On Sep 15, 2008, Lehman Brothers declared bankruptcy, beginning the collapse of the financial system globally. Many more companies underwent the same fate causing literally millions to lose their life savings and millions more, their jobs. The answer to the question as to who caused it, and how, has largely remained fragmentary... Until now.


"Inside Job" gives the much-needed and extensive full picture.


"Inside Job" is eerie, and surreal in its reality. Narrated by Matt Damon, it seems like the story of the wild wild west, and how a few greedy cowboys managed to do what was once the purview of marauding conquerors - loot, plunder and ravage through the financial world triggering a kind of collapse the world has not seen since the depression of the 1930s.


That great depression was largely limited to the US. In a globalised world, this one threatened to collapse the entire law and order and democracy of the world, had it not been stemmed.


The film weaves together the story of the collapse by interviewing the key people who warned against this impending doom beforehand and thus suffered for it from a world keen on growth and development, but not the truth. Obviously, the ones most responsible refused to be interviewed. But the recordings at a congressional hearing throw some startling light about the quality of people on whom the fate of the financial system rests.


The film beautifully refuses to be just confined to numbers, as it throws in a psychiatrist and a prostitute, both of whom have 'serviced' the wall-street gangs and thus gives a mental evaluation of the men who handle our money, and also what they do with it.


Yet the film does get a little complex in its financial jargon, but this is limited.


From the Indian perspective, this is perhaps the most important American film in decades because the Indian economy, since liberalization in the early 1990s, has begun following the American model, often blindly. India's new generation of businessmen pride themselves as being like their American counterparts.


And just like in the US, the Indian business and financial world is also pressing for lesser regulations in the name of growth. The film clearly shows the ill-effects of such blind deregulation.

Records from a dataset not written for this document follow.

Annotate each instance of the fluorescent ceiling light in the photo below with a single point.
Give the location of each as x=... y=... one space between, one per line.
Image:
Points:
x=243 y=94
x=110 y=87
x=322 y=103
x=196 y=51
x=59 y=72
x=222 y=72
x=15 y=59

The distorted nature of our society also becomes evident from the fact that the country that houses the maximum number of people in its prisons have not found the need to incarcerate those who caused this financial meltdown. They are not only left free, but are in a position of power where they can do greater and wider damage. Sounds familiar?


It's like Thomas Jefferson who after drafting the American constitution was asked by an old woman about the kind of government they have given her. Jefferson said: "A republic, if you can keep it."


The financial world is the backbone of a republic. Hence the lesson from this depression, and the film, is clear - the financial world needs its checks and balances.